The last 4 kilometers were really tough.  I knew where the finish line was and it seemed so far away.  It was the hardest part of the race.  Out of the blue I heard some familiar voices to my left and there I saw Matt, the boys, Tom, Mika, and their kids.  They were yelling for me and I heard Tom say "you are almost done!"  The boys ran along side me for a few minutes and I felt my feet quicken beneath me.  Almost done!  The next kilometer felt so long but when I finally got a glimpse of the finish line, I sprinted to the end and celebrated a 2:18 time with Allison.  We did it.

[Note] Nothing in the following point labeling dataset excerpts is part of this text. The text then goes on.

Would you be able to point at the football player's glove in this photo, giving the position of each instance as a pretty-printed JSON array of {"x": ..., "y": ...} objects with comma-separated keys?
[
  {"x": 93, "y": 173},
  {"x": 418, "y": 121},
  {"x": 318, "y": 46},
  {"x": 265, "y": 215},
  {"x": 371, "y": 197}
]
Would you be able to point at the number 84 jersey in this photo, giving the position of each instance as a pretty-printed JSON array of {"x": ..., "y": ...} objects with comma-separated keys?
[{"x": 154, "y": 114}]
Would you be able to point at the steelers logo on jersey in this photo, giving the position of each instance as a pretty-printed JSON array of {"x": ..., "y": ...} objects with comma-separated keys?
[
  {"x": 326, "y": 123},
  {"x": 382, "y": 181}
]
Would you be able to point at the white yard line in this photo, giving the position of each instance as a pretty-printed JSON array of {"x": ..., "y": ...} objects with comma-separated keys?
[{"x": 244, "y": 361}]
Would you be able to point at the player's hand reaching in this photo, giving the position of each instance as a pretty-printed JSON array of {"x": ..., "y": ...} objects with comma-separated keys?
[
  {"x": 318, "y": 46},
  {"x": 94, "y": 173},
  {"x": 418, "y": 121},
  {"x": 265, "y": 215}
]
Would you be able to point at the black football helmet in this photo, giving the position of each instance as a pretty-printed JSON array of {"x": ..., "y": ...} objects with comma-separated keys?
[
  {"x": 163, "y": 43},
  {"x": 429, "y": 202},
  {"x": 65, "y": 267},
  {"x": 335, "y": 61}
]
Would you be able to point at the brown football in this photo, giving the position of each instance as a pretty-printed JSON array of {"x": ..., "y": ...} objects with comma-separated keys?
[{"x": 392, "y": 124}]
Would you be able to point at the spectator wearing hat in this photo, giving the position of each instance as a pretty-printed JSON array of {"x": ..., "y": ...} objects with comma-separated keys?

Hebrews 12:1 states "Therefore since we are surrounded by such a great cloud of witnesses, let us throw off everything that hinders and the sin that so easily entangles. And let us run with perseverance the race marked out for us".  When things were tough, it was the cloud of witnesses, the fans, the cheering that helped push me on in my race.  When I took off my headphones, I heard my cloud of witnesses.  I realized that people were cheering for me!  I encourage you friends to listen to your cheering fans, and to be in a cloud of witnesses for those you love and for those you don't even know.  Cheer on each other to finish the race you are in.